Some parts of the country may be getting ready to reopen, but it won't be business as usual for casual dining restaurant TGI Fridays, whose CEO admits the chain may close as much as 20 percent of its restaurants (or about 70 outlets) permanently as a result of the coronavirus. The chain known for its endless apps and embracing the mantra "In Here, It's Always Friday" is definitely in trouble. "Some will close forever, without a doubt," Fridays CEO Ray Blanchette told Bloomberg during an interview. "Right now it's all triage and it's all about cash: How are you going to make it through and keep the company solvent?"

When the pandemic hit, Blanchette told Bloomberg that the restaurant's sales had dropped by about 80 percent almost immediately. Thanks to pickup and delivery, Fridays was able to make a modest comeback, but the restaurant chain's sales are still off by about 50 percent.

TGI Fridays is trying some new tactics to stay open

Still, Fridays is not giving up without a fight. While curbside pickup has been offered as the restaurant temporarily shuttered its dining rooms, stores in some markets are starting to reopen. Select locations are currently experimenting with outdoor seating by renting white party tents, so its guests can sit in the parking lot, enjoy a meal, and practice social distancing all at the same time — but only time can tell if this gamble will pay off.

"We”ll run it for a month and we'll see how it goes, and if we can do that profitably we'll do it," Blanchette said. "We have become very entrepreneurial. No one's got a playbook here."

TGI Fridays had been struggling before the pandemic struck

As with other restaurants and retail outlets which have been forced to shutter stores or declare bankruptcy because of the coronavirus, TGI Fridays had already been struggling before the shelter-in-place orders were announced. In February, a month before COVID-19 brought America to a standstill, Fridays and its franchisees announced it had closed 34 restaurants in 2019. According to National Restaurant News, Fridays' overall sales were down 11.3 percent, and traffic into the restaurant dropped 9.1 percent last year (via Today).

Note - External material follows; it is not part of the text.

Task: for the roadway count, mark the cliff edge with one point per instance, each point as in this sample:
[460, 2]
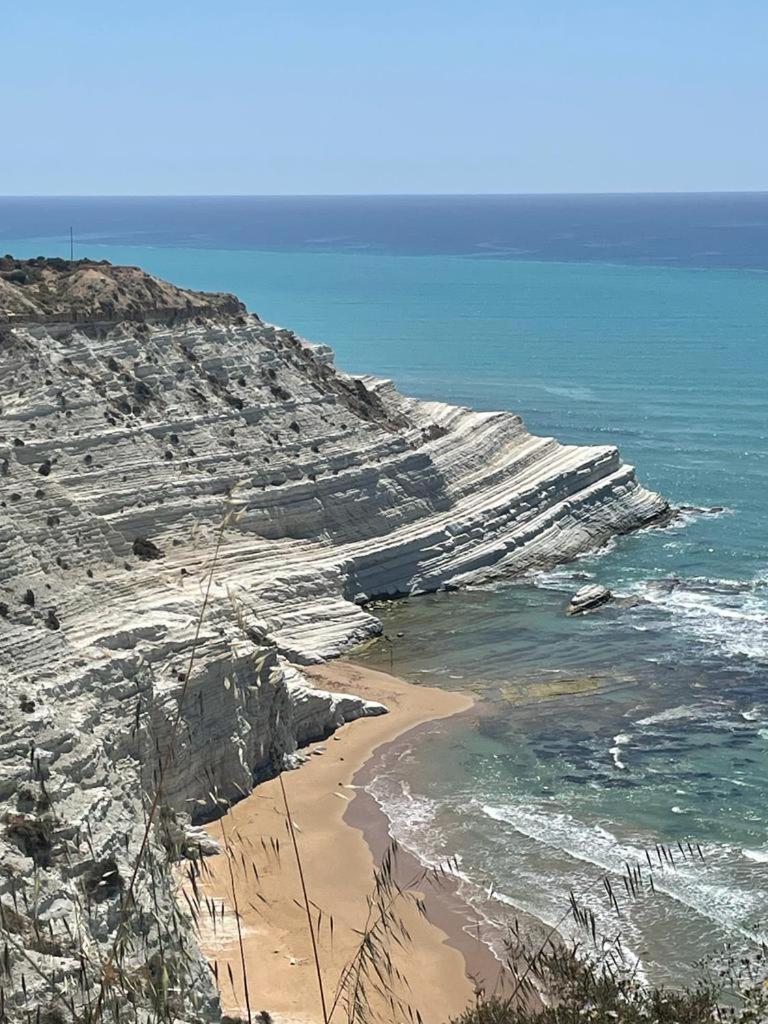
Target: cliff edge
[152, 436]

TGI Fridays isn't the only restaurant chain that is being punished by the shutdowns arising from the pandemic. Steak 'n Shake is closing outlets too, while chains like Sweet Tomatoes and Souplantation have called it a day and will not reopen. Unfortunately, these closures won't be the last. Bloomberg reports that restaurant booking service OpenTable predicts a quarter of America's restaurants won't survive the pandemic. Business intelligence firm S&P Market Intelligence has even named the restaurant companies with the highest one-year probability of default, as a result of the pandemic — and we're not liking what we see.